The phrase “going postal” was coined in 1993 following a ten year period where a total of 35 people were killed in 11 different post office shootings by postal employees. The term has come to be synonymous with disgruntled workers in any profession taking their anger out at the office.
September 11, 2001 is a date none of us living now will ever forget, the first time since Pearl Harbor was bombed that terror crossed the U.S. border and threatened our sense of national security. (Read Harvard Business Review’s article on Morgan Stanley’s efficient response to the 9-11 crisis.)
In Nashville, where I work and live, we had an unprecedented flood on May 1, 2010 that displaced thousands of families and businesses.
Savvy managers prepare for crises before they occur – because with crisis it’s never a question of IF, only WHEN, WHAT kind, and HOW bad.
There are 3 types of crises:
Behavioral crises can come from outside sources like an act of violence (Aurora movie shooting in July 2012), or they can come from inside sources like the company president committing fraud (Martha Stewart in 2004).
Environmental crises include natural disasters (tsunami in Japan in March 2011).
Operational crises are things like a virus that threatens a company’s computer system, a malfunction in a key piece of manufacturing equipment, or an accident involving a transportation system – air, land or sea.
A crisis can create different kinds of threats (Crisis Management and Communications, Dr. Timothy Coombs, 2007):
- To public safety
- To financial health
- To reputation (which can impact financial health)
Most crises occur at a low or minor level…some medium…others high.
Here are a few tips on handling a business crisis:
Acknowledge that it could happen. If company leaders will just think about the different types of crisis an organization is susceptible to, it can help combat shock when it happens.
Develop a crisis management plan. Articulating even a loose plan of action for combating a crisis can have a tremendous impact on its outcome and long-lasting effects.
Communicate the crisis management plan. Have a checklist and/or list of important resources (like the location of the nearest hospital) and phone numbers (employee’s next of kin, police, and fire) and ensure all employees know where to locate these lists. Make the crisis management plan a regular agenda item on annual or semi-annual staff meetings.
Revisit the crisis management plan. Continually reassess your crisis management plan to see if time, operational, and technology advancements call for revisions to it. If you experience a crisis – on any level…low, medium or high level – revisit your plan immediately after to see what its strengths and weaknesses were.
Funnel media communications through one spokesperson. A company can often minimize damage to its reputation, or confusion as the result of mixed messages, by funneling all communication responses to the media through one (educated) spokesperson. If employees are apprised of this policy and know who the spokesperson is prior to a crisis, it can lend comfort and clarity.
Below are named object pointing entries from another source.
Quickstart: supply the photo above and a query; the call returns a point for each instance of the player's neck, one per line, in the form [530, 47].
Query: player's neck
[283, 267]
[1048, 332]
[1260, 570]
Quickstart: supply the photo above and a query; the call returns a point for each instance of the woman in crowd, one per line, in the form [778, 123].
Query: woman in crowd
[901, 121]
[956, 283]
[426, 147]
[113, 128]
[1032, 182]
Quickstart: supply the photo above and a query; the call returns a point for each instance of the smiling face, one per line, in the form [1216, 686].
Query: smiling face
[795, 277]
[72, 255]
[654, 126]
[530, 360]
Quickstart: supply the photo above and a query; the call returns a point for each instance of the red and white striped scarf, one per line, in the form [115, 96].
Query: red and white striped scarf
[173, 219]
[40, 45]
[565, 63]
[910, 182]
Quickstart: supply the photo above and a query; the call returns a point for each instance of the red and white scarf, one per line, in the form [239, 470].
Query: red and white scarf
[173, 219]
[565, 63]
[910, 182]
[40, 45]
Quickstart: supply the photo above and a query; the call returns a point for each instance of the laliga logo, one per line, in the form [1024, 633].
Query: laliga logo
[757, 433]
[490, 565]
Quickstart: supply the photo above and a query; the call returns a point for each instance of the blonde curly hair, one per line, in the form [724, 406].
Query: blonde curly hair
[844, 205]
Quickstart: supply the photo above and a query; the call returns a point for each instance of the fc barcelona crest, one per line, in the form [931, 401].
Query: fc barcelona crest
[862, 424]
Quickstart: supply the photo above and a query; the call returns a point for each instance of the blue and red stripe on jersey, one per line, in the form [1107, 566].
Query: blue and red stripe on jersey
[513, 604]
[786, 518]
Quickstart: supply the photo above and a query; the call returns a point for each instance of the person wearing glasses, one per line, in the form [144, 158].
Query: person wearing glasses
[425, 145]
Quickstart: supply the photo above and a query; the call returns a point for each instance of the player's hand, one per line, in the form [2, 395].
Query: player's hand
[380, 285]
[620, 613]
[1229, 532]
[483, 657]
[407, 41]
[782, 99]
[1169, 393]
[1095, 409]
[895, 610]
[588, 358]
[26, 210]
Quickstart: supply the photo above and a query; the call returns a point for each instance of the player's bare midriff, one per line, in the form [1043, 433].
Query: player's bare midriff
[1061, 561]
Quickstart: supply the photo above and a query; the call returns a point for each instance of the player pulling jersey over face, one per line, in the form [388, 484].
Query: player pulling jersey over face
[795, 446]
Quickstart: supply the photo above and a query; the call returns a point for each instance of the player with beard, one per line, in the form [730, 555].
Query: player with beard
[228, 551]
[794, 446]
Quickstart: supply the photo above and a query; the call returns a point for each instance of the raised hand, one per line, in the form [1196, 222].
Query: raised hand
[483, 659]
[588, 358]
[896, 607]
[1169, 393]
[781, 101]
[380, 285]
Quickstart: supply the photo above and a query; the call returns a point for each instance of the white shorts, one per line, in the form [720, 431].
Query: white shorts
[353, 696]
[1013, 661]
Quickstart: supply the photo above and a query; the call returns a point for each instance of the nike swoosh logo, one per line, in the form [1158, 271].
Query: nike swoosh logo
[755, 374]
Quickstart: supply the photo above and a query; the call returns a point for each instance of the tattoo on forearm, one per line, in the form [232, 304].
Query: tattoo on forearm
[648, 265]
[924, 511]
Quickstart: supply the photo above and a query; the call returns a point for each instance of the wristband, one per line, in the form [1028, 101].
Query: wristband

Two final thoughts…each business should research and develop the most appropriate crisis management plan for its particular workplace and employees, and each business must decide how transparent it will be with both internal and external stakeholders when crises occur. Personally, I believe it’s typically better to be transparent. David Letterman is a good example. When the news that he’d had affairs with former interns came out, he admitted it quickly and directly. The story and the speculation died.